In these days of nuclear families, taking a loan along with family members could land such borrowers in a soup in the later years of repayment. While family members would like to share the property with parents, they may not be interested in sharing the EMIs. Along with financial problems, there could be a number of legal problems on owning the property mortgaged. If the property is an ancestral one, on which loan is availed, all legal heirs will have equal rights over the property, while father along with only one son/daughter is co-applicant to the loan availed. After some time, other legal heirs will fight for the property but will not acept the loan liability. If the property is self-acquired, and only one son is co-applicant (property jointly owned by father and son) to the loan, and if he disagrees to share the EMI burden after leaving the parents’ house, other family members, who are not owners of the property, may not share the EMIs.

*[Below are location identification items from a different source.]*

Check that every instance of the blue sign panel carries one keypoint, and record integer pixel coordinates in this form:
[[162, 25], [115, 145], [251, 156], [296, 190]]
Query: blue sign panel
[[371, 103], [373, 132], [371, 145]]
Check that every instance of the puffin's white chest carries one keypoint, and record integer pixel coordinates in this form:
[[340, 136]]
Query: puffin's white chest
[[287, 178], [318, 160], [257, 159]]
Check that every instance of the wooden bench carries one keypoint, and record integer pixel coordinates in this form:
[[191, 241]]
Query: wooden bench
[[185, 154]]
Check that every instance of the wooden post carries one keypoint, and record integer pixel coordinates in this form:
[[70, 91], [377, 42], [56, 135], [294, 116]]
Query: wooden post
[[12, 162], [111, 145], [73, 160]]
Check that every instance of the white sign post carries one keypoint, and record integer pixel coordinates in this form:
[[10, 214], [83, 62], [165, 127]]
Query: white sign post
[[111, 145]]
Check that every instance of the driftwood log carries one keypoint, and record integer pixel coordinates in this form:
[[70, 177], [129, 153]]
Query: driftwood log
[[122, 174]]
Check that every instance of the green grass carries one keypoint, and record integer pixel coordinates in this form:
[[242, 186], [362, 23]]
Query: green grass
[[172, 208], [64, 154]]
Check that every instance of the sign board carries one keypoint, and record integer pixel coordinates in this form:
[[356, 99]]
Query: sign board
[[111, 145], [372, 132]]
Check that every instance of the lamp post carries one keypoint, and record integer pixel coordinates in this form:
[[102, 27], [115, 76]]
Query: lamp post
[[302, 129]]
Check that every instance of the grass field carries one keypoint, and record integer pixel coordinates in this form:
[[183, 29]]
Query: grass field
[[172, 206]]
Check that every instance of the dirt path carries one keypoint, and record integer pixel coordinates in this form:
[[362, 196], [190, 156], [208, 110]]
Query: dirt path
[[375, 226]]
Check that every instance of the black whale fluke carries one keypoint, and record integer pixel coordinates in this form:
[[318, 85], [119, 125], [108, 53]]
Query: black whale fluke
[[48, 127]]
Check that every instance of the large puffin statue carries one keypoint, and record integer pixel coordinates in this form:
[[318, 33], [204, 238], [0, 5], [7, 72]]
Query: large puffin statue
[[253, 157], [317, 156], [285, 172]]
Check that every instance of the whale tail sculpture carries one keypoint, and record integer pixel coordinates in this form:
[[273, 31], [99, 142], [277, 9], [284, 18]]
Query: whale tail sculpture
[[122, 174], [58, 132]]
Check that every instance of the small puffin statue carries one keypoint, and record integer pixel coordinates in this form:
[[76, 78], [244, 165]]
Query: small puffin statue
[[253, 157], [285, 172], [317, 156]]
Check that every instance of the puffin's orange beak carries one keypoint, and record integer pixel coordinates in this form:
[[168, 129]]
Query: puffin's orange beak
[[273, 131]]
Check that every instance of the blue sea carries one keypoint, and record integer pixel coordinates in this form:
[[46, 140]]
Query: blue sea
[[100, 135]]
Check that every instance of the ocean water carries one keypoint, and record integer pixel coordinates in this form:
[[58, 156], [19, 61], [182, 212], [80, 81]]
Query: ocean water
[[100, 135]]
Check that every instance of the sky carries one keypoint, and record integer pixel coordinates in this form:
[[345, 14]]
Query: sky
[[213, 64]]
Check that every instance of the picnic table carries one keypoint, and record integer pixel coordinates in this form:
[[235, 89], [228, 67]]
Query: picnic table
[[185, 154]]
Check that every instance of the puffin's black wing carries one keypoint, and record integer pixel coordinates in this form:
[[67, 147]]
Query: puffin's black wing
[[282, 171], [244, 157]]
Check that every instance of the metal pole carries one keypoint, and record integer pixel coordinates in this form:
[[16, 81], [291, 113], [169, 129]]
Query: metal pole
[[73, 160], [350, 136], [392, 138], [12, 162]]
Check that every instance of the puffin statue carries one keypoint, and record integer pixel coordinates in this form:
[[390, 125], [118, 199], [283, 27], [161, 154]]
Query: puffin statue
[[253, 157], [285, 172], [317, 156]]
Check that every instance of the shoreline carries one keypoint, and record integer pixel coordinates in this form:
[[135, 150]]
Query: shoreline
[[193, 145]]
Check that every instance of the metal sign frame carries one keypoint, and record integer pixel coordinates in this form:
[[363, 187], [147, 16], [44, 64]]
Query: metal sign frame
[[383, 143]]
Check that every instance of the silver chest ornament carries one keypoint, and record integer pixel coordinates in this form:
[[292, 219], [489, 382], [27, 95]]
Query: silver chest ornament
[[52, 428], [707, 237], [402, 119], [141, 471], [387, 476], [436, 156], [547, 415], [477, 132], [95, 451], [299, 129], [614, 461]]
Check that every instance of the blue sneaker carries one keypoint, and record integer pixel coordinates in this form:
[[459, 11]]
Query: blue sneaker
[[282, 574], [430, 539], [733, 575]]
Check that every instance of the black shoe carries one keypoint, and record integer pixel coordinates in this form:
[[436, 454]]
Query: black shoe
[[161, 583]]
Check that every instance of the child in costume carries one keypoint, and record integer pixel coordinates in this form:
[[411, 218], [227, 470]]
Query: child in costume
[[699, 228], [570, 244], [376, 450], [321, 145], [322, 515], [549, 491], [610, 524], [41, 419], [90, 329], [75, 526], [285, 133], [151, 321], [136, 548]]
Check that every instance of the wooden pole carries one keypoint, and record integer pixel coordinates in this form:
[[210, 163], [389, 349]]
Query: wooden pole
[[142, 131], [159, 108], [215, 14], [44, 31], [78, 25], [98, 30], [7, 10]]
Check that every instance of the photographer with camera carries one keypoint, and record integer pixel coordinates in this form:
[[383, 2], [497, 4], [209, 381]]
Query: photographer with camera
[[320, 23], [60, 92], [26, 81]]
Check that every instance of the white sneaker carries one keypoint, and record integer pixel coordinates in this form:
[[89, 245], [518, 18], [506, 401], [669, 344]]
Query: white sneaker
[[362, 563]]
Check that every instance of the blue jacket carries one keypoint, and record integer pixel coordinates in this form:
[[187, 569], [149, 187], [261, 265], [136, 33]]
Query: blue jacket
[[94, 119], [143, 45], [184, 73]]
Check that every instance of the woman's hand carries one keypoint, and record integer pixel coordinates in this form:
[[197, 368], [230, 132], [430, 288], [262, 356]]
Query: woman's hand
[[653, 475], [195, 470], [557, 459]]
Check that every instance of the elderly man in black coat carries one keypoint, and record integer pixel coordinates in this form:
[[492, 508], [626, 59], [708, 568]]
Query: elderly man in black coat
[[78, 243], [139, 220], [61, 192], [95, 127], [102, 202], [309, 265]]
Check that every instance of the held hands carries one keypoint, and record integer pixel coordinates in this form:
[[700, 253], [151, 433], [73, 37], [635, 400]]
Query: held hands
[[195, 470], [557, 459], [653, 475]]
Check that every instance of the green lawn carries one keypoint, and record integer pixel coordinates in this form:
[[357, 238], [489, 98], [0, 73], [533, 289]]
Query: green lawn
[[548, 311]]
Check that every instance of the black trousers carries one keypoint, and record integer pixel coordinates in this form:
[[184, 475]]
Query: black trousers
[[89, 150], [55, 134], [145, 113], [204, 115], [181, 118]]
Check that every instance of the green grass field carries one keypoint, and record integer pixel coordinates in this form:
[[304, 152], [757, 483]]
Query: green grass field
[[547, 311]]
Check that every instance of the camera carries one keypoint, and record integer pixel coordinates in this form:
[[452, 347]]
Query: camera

Availing oneself of a loan by adding the income of the daughter could prove to be more problematic as after marriage she is bound to leave her parents’ place and start her family. In such a situation, she may not in a position share the EMIs of her father.

A number of legal hassles may crop up among family members, straining the repayment schedule. Since home loan is a long-term liability, the possible death of the father may create a rift between legal heirs, which would lead to default in loan repayments.

Hence enticing people to take a higher quantum of home loan by adding incomes of family members other than spouse could prove to be a bad precedent.